On Monday, March 13, 2017, the Congressional Budget Office (CBO) released its “score” or cost and other projections for the recently released American Health Care Act (AHCA). This is the bill that the House Republicans released last week to repeal and replace the Patient Protection and Affordable Care Act (ACA). On March 16, 2017, the House Budget Committee combined the two House Republican drafts that came out of the House Energy & Commerce and Ways & Means Committees last week. The Budget Committee voted 19-17 to approve the AHCA without amendment. All Democrats and three Republicans – Reps. Mark Sanford (R-SC), Dave Brat (R-VA), and Gary Palmer (R-AL) – voted against advancing the bill. The AHCA will now head to the House Rules Committee, which will prepare the legislation for a floor vote.
Speaker Paul Ryan (R-WI) said on Friday, March 17th that the U.S. House will vote on the bill next Thursday, March 23rd. While it is unlikely that Speaker Ryan would put the bill up for a vote without first knowing it would pass, ACG continues to monitor this delicate process in finalizing a bill that is palatable to House Republicans, but will also pass the U.S. Senate.
ACG also continues to work with Congress on ensuring the bill has protection for pre-existing conditions as well as incentives for preventive services.
What did the CBO say? What is ACG monitoring?
The CBO provided a mix bag of news.
The positive is that the AHCA would reduce the U.S. federal budget deficit by $337 billion (2017-2026). How?
- The bill reduces federal spending by $1.22 trillion, mostly from reductions in Medicaid spending ($880 billion) and changes to subsidies and tax credits (net $312 billion reduction).
- The bill also, however, provides for $833 billion in reduced federal revenues due to repealing taxes contained in the ACA. Some examples include the net investment tax ($157.6 billion), the health insurance tax ($144.7 billion), and Medicare tax increase ($117.3 billion).
- The CBO also noted that health insurance premiums would drop by 10% by 2026. Although this is due in part to the ability of insurers to charge higher premiums to older individuals.
The negative is that the CBO estimates that 52 million would be uninsured by 2026, compared to 28 million under current law. How?
- The CBO projects 14 million people would lose health insurance coverage in 2018, and 24 million people would lose coverage in 2026.
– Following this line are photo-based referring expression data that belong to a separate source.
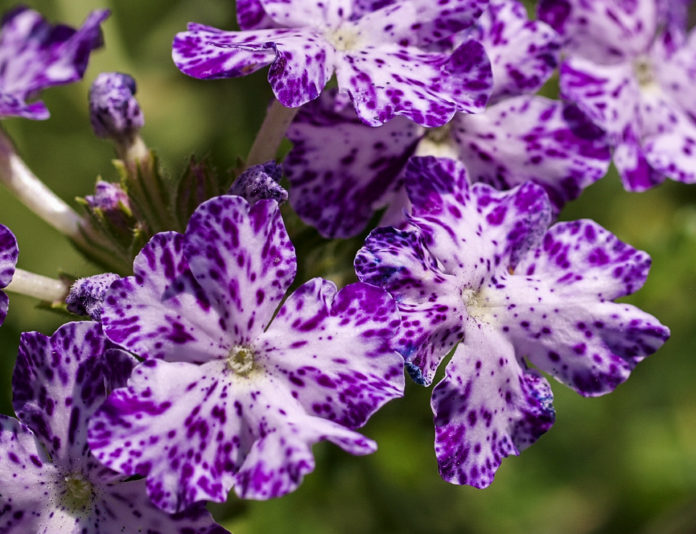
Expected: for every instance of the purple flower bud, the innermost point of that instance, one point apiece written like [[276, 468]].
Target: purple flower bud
[[86, 295], [114, 111], [259, 182]]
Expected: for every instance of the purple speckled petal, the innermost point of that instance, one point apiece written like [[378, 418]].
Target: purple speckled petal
[[473, 229], [532, 138], [126, 504], [605, 32], [9, 252], [428, 88], [65, 370], [335, 350], [251, 15], [302, 13], [208, 430], [609, 95], [564, 320], [338, 190], [25, 480], [242, 258], [36, 55], [429, 301], [162, 312], [488, 406], [523, 52]]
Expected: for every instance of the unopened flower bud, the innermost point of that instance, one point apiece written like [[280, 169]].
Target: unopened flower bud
[[259, 182], [114, 111], [87, 295]]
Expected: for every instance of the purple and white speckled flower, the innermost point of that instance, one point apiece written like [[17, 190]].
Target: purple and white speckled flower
[[229, 395], [382, 56], [631, 75], [524, 138], [478, 270], [49, 481], [9, 252], [35, 55]]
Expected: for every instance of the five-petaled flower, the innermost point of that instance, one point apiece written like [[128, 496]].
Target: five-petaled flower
[[477, 270], [231, 395], [383, 54], [49, 481], [35, 55]]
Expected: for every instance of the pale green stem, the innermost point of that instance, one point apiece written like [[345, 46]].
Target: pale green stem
[[38, 286], [275, 125], [33, 193]]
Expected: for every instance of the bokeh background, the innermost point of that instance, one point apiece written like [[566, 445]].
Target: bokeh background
[[622, 463]]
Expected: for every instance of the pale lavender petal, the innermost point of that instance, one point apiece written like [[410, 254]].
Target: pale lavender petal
[[338, 190], [635, 171], [564, 320], [162, 312], [473, 230], [242, 258], [251, 15], [303, 13], [335, 350], [609, 95], [60, 381], [604, 32], [26, 475], [532, 138], [523, 53], [429, 301], [428, 88], [35, 55], [196, 431], [488, 406]]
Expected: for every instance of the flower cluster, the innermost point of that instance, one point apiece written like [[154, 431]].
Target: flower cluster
[[206, 367]]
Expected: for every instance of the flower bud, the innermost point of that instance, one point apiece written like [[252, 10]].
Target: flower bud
[[114, 111]]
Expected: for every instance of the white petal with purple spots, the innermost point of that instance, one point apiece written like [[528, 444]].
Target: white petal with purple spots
[[488, 406]]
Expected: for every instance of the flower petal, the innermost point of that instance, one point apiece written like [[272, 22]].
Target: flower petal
[[488, 406], [428, 88], [60, 381], [338, 190], [532, 138], [242, 257], [195, 431], [162, 312], [335, 350], [604, 32], [429, 301], [564, 320], [523, 52]]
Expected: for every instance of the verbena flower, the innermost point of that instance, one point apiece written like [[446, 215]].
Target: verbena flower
[[49, 481], [478, 271], [627, 72], [231, 396], [382, 55], [35, 55], [113, 110], [337, 189], [9, 252]]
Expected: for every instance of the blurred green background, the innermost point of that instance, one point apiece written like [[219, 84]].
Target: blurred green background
[[622, 463]]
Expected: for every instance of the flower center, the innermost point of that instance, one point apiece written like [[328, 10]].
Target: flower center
[[477, 305], [78, 493], [345, 38], [645, 74], [240, 360]]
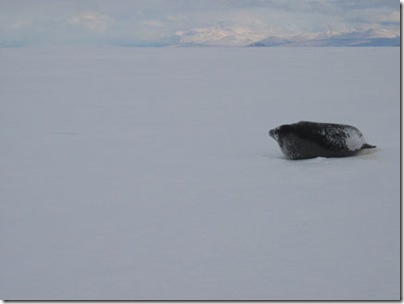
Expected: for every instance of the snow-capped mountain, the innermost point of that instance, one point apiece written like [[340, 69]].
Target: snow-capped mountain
[[368, 37], [218, 36]]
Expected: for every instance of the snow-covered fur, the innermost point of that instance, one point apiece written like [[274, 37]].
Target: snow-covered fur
[[307, 139]]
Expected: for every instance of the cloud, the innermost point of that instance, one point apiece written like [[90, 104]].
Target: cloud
[[160, 22], [93, 21]]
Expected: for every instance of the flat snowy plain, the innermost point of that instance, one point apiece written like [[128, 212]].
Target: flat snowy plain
[[148, 174]]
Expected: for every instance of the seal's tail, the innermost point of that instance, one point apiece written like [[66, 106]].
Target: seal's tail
[[367, 146]]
- The reductions come largely due to expected changes in Medicaid enrollment, where 14 million fewer people will be enrolled in Medicaid by 2026. CBO noted that “states would need to decide whether to commit more of their own resources to finance the program at current law levels or whether to reduce spending by cutting payments to health care providers and health plans, eliminating optional services, restricting eligibility for enrollment or (to the extent feasible) arriving at more efficient methods for delivering services.”
- While premiums may drop after 2020, the CBO also estimates a 15-20% increase in premiums in 2018 and 2019.
- The CBO estimates that 9 million fewer people would be enrolled in the individual market in 2020 than under current law, which would fall to 2 million less than current law by 2026.
- The CBO estimates that 2 million people would lose employer coverage compared to current projections for 2020; 7 million people would lose employer coverage by 2026.
ACG is closely watching the discussion on essential health benefits and “actuarial value.” Actuarial value is essentially used to measure the benefit “generosity” of a health insurance plan. Under the ACA, actuarial value is used to indicate the average percent of medical expenses paid by the plan, with the remainder of the costs borne by the consumer (i.e., through copayments, coinsurance, deductibles). Thus, if a plan has an actuarial value of 60%, the consumer would pay 40% of the medical expenses. Under the ACA, plans in the non-group and small-group markets must have an actuarial value that is in one of four tiers: 60%, 70%, 80%, or 90%. Beginning in 2020, the AHCA bill would repeal those requirements, potentially allowing plans to have an actuarial value below 60%. However, the CBO noted that because insurers still have to comply with the “essential health benefit” requirements of the ACA (untouched in the AHCA) and caps on out-of-pocket costs, insurers may be unable to design plans with actuarial value much less below 60%. This is important because the 60% may now become the “ceiling of insurer generosity.” Other ways to lower actuarial value may help insurers design products with lower monthly premiums, especially to incentivize younger individuals to purchase health insurance. However, cost-sharing can be passed onto patients in the form of higher deductibles, coinsurance, or copayments. ACG will continue to monitor and engage in these discussions on behalf of your patients, as well as on your behalf as employees and small business owners.
The Senate also confirmed Seema Verma to head the Centers for Medicare and Medicaid Services (CMS) on Monday, March 13th. The party-line vote of 55-43 included 3 Democrats, Joe Donnelly Donnelly (IN), Heidi Heitkamp (ND) and Joe Manchin (WV) in support of her confirmation.